Monday, June 28, 2010

Restructure Life

I decide to restructure my life
because I find that reality of my life is far away from mission I set on the beggining of year...
Im going to run my own race,not going to be affected by others,
because Im talented and Im gifted,

I know,Im different !

This is sooo free,
do not compare yourself to others,
do not feel insecure when people is in front of us in some competition.

I quit, I wont compete, I have my annointing destiny, I go my way now, Emmanuel !

I feel so comfortable with myself right now,
although I feel the world is pushing me down sometimes esspecially some events happened non-stop,
now I feel free, I have my own race,that simple!
Be the best I can be, keeping my head high, walking in confident way!

I receive this message today! Sooo blessed!

Went to SOS concert at mentakab,
having a prayer and advice seeking section after the concert,
God uses his servants to tell me directly his message,
the guy point out many scriptures that I want to hear,
I just cant stop praising Him,
because God has been revealing a new height in my life that I can achieve.

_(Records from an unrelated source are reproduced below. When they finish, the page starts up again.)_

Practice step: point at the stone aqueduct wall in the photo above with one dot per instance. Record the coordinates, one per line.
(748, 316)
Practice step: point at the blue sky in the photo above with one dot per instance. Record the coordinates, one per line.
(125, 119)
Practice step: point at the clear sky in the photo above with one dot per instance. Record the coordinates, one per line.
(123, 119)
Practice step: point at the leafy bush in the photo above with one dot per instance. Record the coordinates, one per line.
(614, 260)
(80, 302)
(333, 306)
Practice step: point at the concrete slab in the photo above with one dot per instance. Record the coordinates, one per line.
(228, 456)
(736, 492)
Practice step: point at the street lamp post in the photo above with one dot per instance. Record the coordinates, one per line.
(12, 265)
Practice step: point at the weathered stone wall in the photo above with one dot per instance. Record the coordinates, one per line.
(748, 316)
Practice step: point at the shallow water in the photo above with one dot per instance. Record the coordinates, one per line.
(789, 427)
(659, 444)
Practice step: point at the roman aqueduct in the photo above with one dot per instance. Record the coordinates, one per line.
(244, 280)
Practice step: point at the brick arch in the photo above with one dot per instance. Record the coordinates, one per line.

I have problem in obeying God,
Im not disciplined,but I get encouraged and Im touching when the guy tells me,
"It is not matter about how much effort you put in obeying God, God doesnt want us to follow His commandments in that way,let's feel His love before you obey"
Blessed right?
This is what I want to hear in this time,
I focus too much on others and lose the most important aspect in my spiritual life,
God's love.

Just because He loves me,then only I love God wholeheartedly,
it is an useless love without feeling His love.

... ... ... ....

Remember last week how the arrangement of God surprise me,
I wonder His arrangement,I lost my patience,
I do not know how my college life is going to continue in this way,
but His arrangement is revealed by a blessed sentence I read in an article,
"He can turn inconveniences into opportunities"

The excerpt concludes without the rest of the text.